Media Advisory: Carnegie Mellon's Jay Apt to Testify at Congressional Hearing on Clean Energy Bill
April 22, 2009
Contact: Chriss Swaney
Carnegie Mellon University
412.268.5776
Contact: Mark Burd
Carnegie Mellon University
412.268.3486
Apt, a Carnegie Mellon distinguished service professor of engineering and public policy and an associate research professor at the Tepper School of Business, is expected to urge the congressional subcommittee to focus on reducing carbon dioxide rather than singling out renewables, and let alternative technologies compete to achieve the goals of reducing carbon dioxide emissions, improving environmental quality in general, increasing energy security and sustainability, and lowering electricity prices. His testimony will draw on a paper he authored along with Carnegie Mellon's Lester Lave, the Harry B. and James H. Higgins Professor of Economics and Finance and professor of engineering and public policy, and university Ph.D. student Sompop Pattanariyankool. The paper appeared in the fall 2008 Issues in Science and Technology: "A National Renewable Portfolio Standard? Not Practical" (http://www.issues.org/25.1/apt.html).

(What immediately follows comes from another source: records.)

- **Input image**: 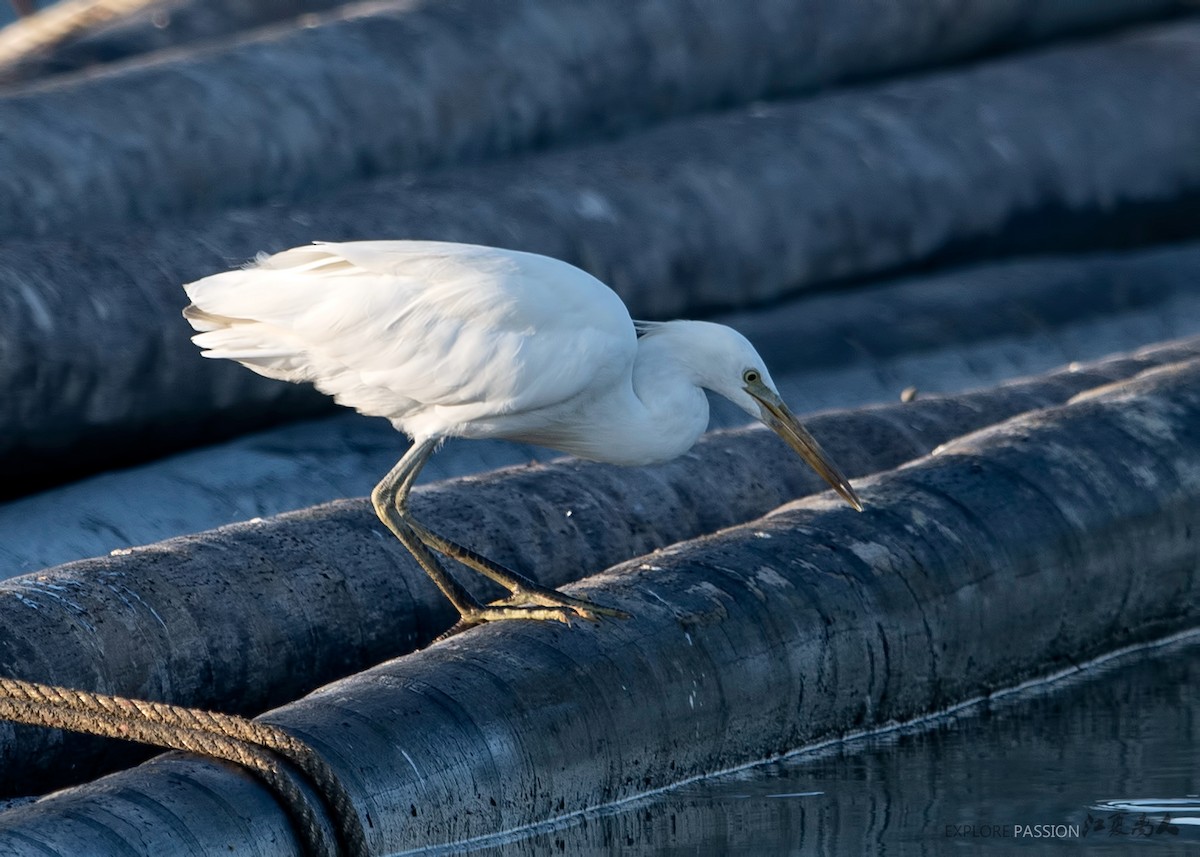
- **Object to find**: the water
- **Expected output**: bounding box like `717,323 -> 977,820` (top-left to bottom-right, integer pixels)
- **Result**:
476,636 -> 1200,857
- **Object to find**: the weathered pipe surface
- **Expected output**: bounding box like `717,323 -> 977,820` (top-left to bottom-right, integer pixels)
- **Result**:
0,0 -> 1188,235
0,341 -> 1200,795
0,360 -> 1200,857
7,243 -> 1200,577
7,15 -> 1200,484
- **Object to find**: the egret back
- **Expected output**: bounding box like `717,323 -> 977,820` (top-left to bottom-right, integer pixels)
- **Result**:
185,241 -> 636,437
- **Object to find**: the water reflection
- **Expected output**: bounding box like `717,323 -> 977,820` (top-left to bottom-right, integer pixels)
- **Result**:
473,637 -> 1200,857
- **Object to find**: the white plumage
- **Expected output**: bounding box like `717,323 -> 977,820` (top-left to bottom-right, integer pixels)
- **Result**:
184,241 -> 859,624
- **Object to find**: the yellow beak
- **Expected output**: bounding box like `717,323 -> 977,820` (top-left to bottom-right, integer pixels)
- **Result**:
745,382 -> 863,511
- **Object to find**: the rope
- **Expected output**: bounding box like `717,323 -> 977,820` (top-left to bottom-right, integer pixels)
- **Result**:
0,0 -> 162,66
0,678 -> 368,857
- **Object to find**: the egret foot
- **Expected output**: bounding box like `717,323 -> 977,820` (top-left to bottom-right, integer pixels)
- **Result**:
492,581 -> 630,622
433,599 -> 585,642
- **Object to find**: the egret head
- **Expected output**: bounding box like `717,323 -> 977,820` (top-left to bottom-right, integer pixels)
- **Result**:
686,322 -> 863,511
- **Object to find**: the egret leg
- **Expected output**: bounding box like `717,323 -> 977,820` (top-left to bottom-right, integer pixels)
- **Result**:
371,438 -> 626,630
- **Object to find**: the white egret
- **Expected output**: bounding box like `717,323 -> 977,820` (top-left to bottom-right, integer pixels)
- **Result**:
184,241 -> 862,625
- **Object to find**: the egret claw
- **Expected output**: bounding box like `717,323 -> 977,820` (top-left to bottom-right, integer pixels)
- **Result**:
492,587 -> 630,622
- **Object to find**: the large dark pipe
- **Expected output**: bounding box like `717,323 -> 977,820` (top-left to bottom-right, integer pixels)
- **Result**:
0,360 -> 1200,857
0,340 -> 1200,793
7,16 -> 1200,484
0,245 -> 1200,577
0,0 -> 1188,229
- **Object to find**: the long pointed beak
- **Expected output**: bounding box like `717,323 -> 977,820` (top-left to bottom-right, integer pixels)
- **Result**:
745,383 -> 863,511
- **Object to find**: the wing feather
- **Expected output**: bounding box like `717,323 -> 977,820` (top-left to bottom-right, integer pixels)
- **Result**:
184,241 -> 636,433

The committee's chairman, U.S. Rep. Henry Waxman (D-Calif.), and subcommittee chairman, U.S. Rep. Edward J. Markey (D-Mass.), are holding four days of hearings to discuss the draft of the bill. In February, Carnegie Mellon's Lave testified before the U.S. Senate Committee on Energy and Natural Resources on the results of his research.
When: 9:30 a.m., Thursday, April 23.
Where: Room 2123, Rayburn Office Building, Washington, D.C. 20515.